KASP Records 57671, 69:38 (Distrib. www.kasprecords.com) ****:
In the annals of great Schumann interpretation, we recall Geza Anda, Artur Rubinstein, Yves Nat, Robert Casadesus, and Wilhelm Kempff, too often forgetting Swiss Adrian Aeschbacher (1912-2002), a pupil of Artur Schnabel whose excellent work with Edwin Fischer and Wilhelm Furtwaengler remains precious to collectors and connoisseurs. Pianist-producer Donald Isler has gained permission from DGG to reissue several splendid 1950s LPs, herein remastered by Joseph Patrych in warm, jeweled sound.
Aeschbacher opens with the Three Romances, Op. 28, of which the second in F Sharp Major holds an honored place, as it is written on three staves, possibly to indicate the presence of father Wieck having come betwixt the star-crossed Robert and Clara. The third of the Romances displays Aeschbacher’s penchant for quick tempos, sharp attacks, as well as a lovely legato. The 1837 set of Dances of Davids-League occupies the major portion of the disc, a set of eighteen “tempi of initiation” against the forces of anti-intellectual dissolution. Virile, liquid, and imaginatively phrased, each of the pieces offers something of Aeschbacher’s spirited personality. The slow sections offer poetic intimacy of a pearly, nervous nature, the Schumann capacity for anxious obsession never far from the surface.

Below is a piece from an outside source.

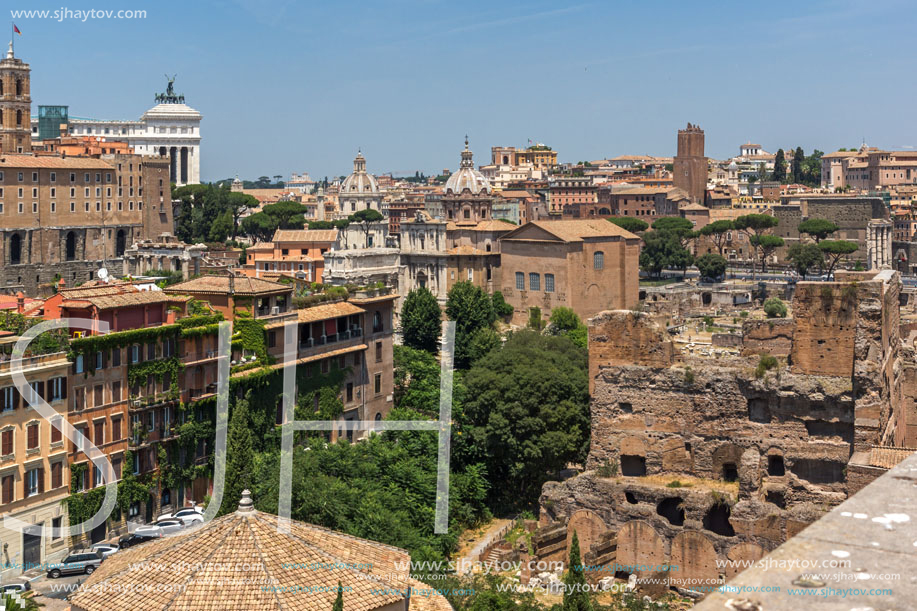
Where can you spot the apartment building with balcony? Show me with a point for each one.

The recital ends with the Six Moments Musicaux of Schubert, impromptus if you will, each offering an opportunity for strength, suppleness of tone, and delicacy of harmonic modulation. Aeschbacher makes noble sense of the second of the set, Moderato, whose middle section in F Sharp Minor sings with exalted nostalgia. The little F Minor dances fleetly without affectation. The C Sharp Minor runs a bit fast, a gurgling freshet with aspirations to be Bach. The second F Minor gains militant momentum quickly, then manages to dance fleetly before its stormy, abbreviated opening returns. The last of the set Isler calls “oracular” in his program notes. If so, it is the disarmingly innocuous plainchant we hear in Blake’s poetry, the revelation of otherwise commonplace. Highly recommended to all serious collectors of piano performance.